You finally got your baby to love their pre-bedtime ritual of lavender-scented sponge baths, baby book reading, and cozy, fuzzy onesies. But what about their teeth or as the case might present, that one lone tooth?
Even if baby is still at the gummy stage, it's never too early to start considering proper oral hygiene as taking care now safeguards healthy teeth and gums for that first official visit from the tooth fairy.
Newborn to Six Months
Between the time of newborn to three months, it's essential to clean your baby's mouth with gauze or a warm washcloth since milk contains sugars in the form of lactose. Though you don't need to worry too much, the American Pediatric Association advises to regularly clean mouths after every breast-feeding for a clean, pre-teething environment. Additionally, keep a water bottle by their side at night. If you put them down with a bottle of milk or juice, this form of tooth decay known as "baby bottle mouth" can be harmful as they sleep with a mouth full of potentially acidic liquid that ultimately creates an acidic environment for gums and developing teeth.
If your baby shoots a steady stream of saliva down that round chin during the three to six month mark, relax Womanistas — this is a true baby norm. Drooling, a low-grade fever, and "gumming" objects are adorable signs of early teething. While the wee-wonder might start growing irritable, provide them with something cold to chew on, like a teething ring placed in the fridge. As you wait for that first tooth, get into the habit a few times daily to wipe their gums clean.
Moreover, make sure your oral health is in tip-top shape. The American Academy of Pediatric Dentistry suggests babies can "catch" cavities, specifically from mothers. Known as "streptococcus mutans," these cavity bacteria transmit even before baby teeth erupt, so the better your oral care, the less risk you run for baby cavities.
Six Months to Two Years
According to Erskine Family Dentistry, parents should make an appointment to see a dentist as soon as a child gets their first tooth. Of course, the debut of that first tooth occurs during the sixth month and by the time they're two, 20 little chompers are in place. While these teeth inevitably fall out, they serve in the development of speaking, smiling and chewing effectively, as well as becoming a placeholder for forthcoming teeth.
You might be wondering how to clean their teeth. What about toothpaste? Should they still be on the bottle?
First, softly brush each tiny tooth as soon as it appears, but use soft-bristled toothbrushes designed for infants. If afraid to tackle tiny teeth, continue the washcloth routine.
Before they're capable of spitting efficiently, Erskine Family Dentistry advises parents use a pea-sized amount of toothpaste without fluoride, as too much is dangerous. Constantly have them rinse and spit after brushing to begin that lifelong habit for when they can use fluoride toothpaste.
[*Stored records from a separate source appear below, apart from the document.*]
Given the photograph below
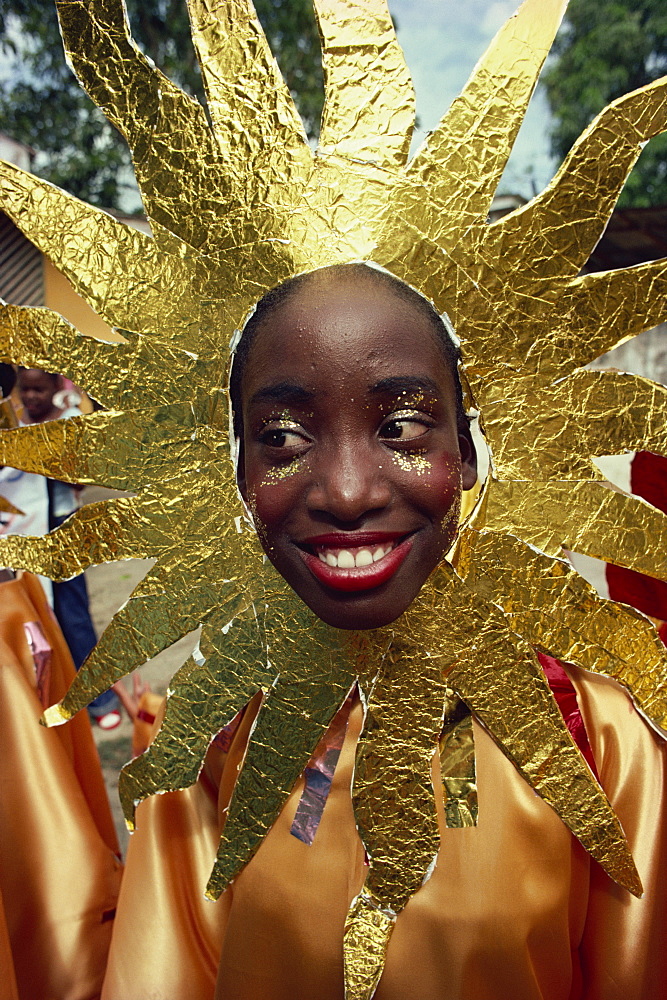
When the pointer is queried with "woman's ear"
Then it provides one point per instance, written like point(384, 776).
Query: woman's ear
point(468, 456)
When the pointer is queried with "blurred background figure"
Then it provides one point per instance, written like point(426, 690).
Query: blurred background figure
point(45, 504)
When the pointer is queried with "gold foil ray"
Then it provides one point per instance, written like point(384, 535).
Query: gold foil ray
point(482, 123)
point(457, 764)
point(365, 940)
point(369, 104)
point(237, 208)
point(583, 517)
point(555, 609)
point(546, 443)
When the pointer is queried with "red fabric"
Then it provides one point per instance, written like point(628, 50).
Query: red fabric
point(563, 691)
point(648, 480)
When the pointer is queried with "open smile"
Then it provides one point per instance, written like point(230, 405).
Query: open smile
point(355, 561)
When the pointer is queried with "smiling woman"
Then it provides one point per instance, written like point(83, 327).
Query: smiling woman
point(329, 754)
point(354, 446)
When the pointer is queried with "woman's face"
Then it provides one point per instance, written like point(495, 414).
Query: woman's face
point(352, 463)
point(36, 389)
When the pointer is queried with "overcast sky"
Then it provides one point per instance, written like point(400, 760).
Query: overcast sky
point(442, 41)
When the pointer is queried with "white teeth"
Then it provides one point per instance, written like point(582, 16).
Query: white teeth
point(345, 559)
point(363, 558)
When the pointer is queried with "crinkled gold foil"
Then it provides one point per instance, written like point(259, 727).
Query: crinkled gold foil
point(457, 764)
point(236, 207)
point(554, 609)
point(365, 940)
point(582, 517)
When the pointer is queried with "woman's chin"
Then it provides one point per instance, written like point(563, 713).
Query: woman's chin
point(354, 612)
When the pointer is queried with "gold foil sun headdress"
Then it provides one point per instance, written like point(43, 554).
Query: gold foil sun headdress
point(238, 203)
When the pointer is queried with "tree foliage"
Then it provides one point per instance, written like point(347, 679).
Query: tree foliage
point(44, 107)
point(606, 49)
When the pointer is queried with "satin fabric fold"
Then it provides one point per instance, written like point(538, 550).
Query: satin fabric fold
point(514, 907)
point(59, 869)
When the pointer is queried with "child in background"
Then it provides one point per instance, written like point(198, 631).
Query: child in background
point(46, 503)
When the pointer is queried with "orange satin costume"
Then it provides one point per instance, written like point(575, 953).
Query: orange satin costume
point(515, 908)
point(59, 869)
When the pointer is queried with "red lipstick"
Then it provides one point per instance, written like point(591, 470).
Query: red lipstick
point(356, 578)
If baby teeth are lost early on due to baby bottle mouth, nearby teeth encroach spaces, resulting in crooked teeth or delay the emergence of permanent teeth. This is why it's important to wean babies off the bottle by the age of one. Moreover, if a baby's tooth turns dark due to falling or roughhousing with siblings, this condition ("dark tooth") needs attention. Check for infection and thoroughly examine for little bubbles popping up above the tooth. If so, see your dentist immediately.
Two Years and Older
With a full-set of pearlies finally making their debut, your baby — we mean, toddler — has never looked more beautiful. But if your child was premature, let your dentist know, as preemies are at a higher risk for cavities than full-term babies and more prone to dental complications as they grow older. A study from the Academy of General Dentistry found preemies have the lowest rate of dental development before six years of age, causing their teeth to be more susceptible to tooth decay and cavities.
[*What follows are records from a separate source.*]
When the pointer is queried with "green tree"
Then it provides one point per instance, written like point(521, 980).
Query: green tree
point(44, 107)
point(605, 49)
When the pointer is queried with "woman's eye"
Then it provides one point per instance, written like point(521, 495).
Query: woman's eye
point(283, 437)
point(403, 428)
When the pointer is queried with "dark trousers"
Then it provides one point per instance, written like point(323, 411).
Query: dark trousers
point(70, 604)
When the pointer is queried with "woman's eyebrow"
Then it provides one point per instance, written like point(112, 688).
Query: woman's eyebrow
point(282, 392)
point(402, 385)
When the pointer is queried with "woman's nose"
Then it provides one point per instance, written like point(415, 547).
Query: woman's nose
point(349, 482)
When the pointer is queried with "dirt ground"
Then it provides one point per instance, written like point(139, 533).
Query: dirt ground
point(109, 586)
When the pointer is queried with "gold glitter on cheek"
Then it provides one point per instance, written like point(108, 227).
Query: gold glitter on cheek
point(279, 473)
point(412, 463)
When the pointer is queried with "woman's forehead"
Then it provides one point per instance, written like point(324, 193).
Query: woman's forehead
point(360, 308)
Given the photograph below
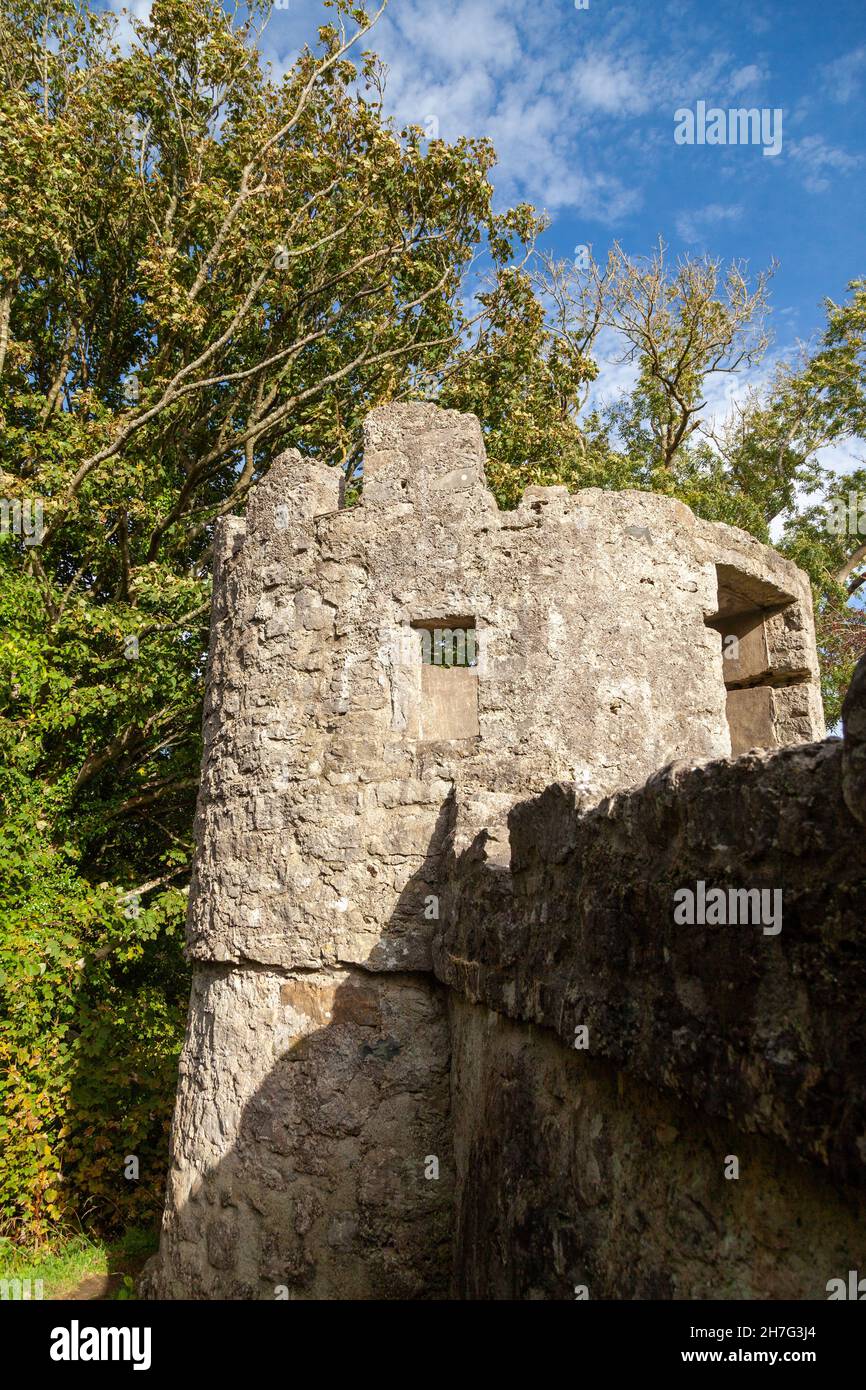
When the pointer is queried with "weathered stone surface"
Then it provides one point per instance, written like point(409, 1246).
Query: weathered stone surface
point(319, 1108)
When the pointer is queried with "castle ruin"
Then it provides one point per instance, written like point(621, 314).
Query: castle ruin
point(445, 1036)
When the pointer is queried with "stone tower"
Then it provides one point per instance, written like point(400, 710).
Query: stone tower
point(385, 683)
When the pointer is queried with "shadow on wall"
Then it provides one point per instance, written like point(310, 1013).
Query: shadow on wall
point(332, 1173)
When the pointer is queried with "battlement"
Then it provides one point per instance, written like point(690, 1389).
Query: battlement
point(385, 684)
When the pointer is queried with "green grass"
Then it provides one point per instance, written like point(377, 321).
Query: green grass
point(61, 1264)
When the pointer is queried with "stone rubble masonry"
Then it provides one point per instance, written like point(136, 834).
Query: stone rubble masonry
point(339, 1032)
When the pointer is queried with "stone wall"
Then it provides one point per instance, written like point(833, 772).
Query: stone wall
point(344, 776)
point(599, 1158)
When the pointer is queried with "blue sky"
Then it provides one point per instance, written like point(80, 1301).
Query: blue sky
point(580, 106)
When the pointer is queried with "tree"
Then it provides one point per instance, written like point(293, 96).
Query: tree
point(199, 267)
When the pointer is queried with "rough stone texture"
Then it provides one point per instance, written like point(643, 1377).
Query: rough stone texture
point(572, 1172)
point(765, 1029)
point(306, 1109)
point(341, 774)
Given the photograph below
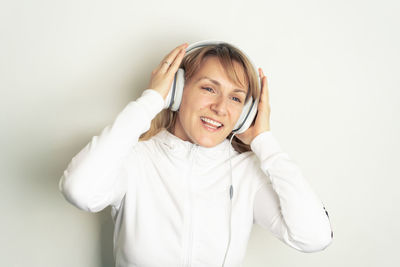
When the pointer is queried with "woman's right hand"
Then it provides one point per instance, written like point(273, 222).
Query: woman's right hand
point(163, 76)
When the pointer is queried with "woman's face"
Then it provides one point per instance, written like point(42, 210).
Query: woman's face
point(211, 104)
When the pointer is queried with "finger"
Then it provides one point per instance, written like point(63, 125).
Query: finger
point(171, 56)
point(177, 62)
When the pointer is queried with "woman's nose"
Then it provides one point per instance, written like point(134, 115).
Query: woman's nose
point(219, 106)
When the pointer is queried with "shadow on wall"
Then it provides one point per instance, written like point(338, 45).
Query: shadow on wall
point(106, 237)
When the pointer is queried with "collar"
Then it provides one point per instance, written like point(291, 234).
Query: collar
point(183, 148)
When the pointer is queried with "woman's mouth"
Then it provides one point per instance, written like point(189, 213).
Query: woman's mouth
point(211, 124)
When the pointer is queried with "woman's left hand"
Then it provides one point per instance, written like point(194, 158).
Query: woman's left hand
point(261, 123)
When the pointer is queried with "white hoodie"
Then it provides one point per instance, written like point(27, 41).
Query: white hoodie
point(170, 198)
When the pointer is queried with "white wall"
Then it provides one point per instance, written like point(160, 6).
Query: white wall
point(68, 67)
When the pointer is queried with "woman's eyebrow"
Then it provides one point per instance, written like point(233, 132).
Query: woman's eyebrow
point(219, 84)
When they turn three, introduce them to floss. Using waxed floss that easily slides between teeth begins the process of implementing healthy habits and should accompany curbing habits like pacifier or thumb-sucking. While many children grow out of that habit by age four, carrying on can cause permanent damage to dental development. If it becomes an issue, see your dentist and try positive reinforcement daily. For instance, congratulate them and constructively change their habit through hugs and kisses when not sucking their thumb or pacifying. Just don't use candy as an incentive.